Deutsche Börse und LSE
Das sind die Hürden für eine Fusion der Börsenbetreiber

Die Deutsche Börse hat mehrfach vergeblich versucht, mit einem großen Partner zu fusionieren. Auch der nun geplante Zusammenschluss mit der London Stock Exchange wackelt. Ein Überblick, welche Hürden zu nehmen sind.

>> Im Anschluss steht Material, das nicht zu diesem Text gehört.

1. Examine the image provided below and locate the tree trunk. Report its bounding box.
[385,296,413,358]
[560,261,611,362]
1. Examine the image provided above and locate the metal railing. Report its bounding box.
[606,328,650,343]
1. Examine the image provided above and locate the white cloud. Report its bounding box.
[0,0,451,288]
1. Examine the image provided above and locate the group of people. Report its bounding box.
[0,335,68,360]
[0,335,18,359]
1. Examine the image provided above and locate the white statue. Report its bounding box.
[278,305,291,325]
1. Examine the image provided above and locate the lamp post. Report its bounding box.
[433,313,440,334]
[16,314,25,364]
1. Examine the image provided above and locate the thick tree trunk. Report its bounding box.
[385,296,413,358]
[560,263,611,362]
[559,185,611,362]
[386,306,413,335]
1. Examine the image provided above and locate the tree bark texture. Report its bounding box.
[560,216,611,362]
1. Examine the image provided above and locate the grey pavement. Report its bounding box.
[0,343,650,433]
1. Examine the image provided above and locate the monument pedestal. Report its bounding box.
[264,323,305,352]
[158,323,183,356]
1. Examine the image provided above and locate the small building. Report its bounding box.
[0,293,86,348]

FrankfurtAufsichtsbehörden: Diverse Aufsichtsbehörden müssen grünes Licht für die Fusion geben, allen voran die EU-Kommission. „Die Wettbewerbshüter sind der größte Stolperstein“, betonen die Experten des Analysehauses Exane BNP Paribas. Insider gehen davon aus, dass sich der Überprüfungsprozess bis 2017 hinziehen wird. 2012 untersagte die EU die Fusion von Deutscher Börse und New York Stock Exchange, weil sie die Marktmacht der Konzerne im Derivategeschäft für zu groß hielt.

Im Derivatehandel sehen Experten dieses mal wenig Probleme, schließlich mischt hier in Europa inzwischen die US-Börse ICE kräftig mit. Zudem hat der amerikanische Konkurrent Nasdaq angekündigt, ins Geschäft mit Zinsderivaten einzusteigen. Auch im europaweit zersplitterten Aktienhandel gebe es keine Bedenken, sagte ein Aufseher der Nachrichtenagentur Reuters.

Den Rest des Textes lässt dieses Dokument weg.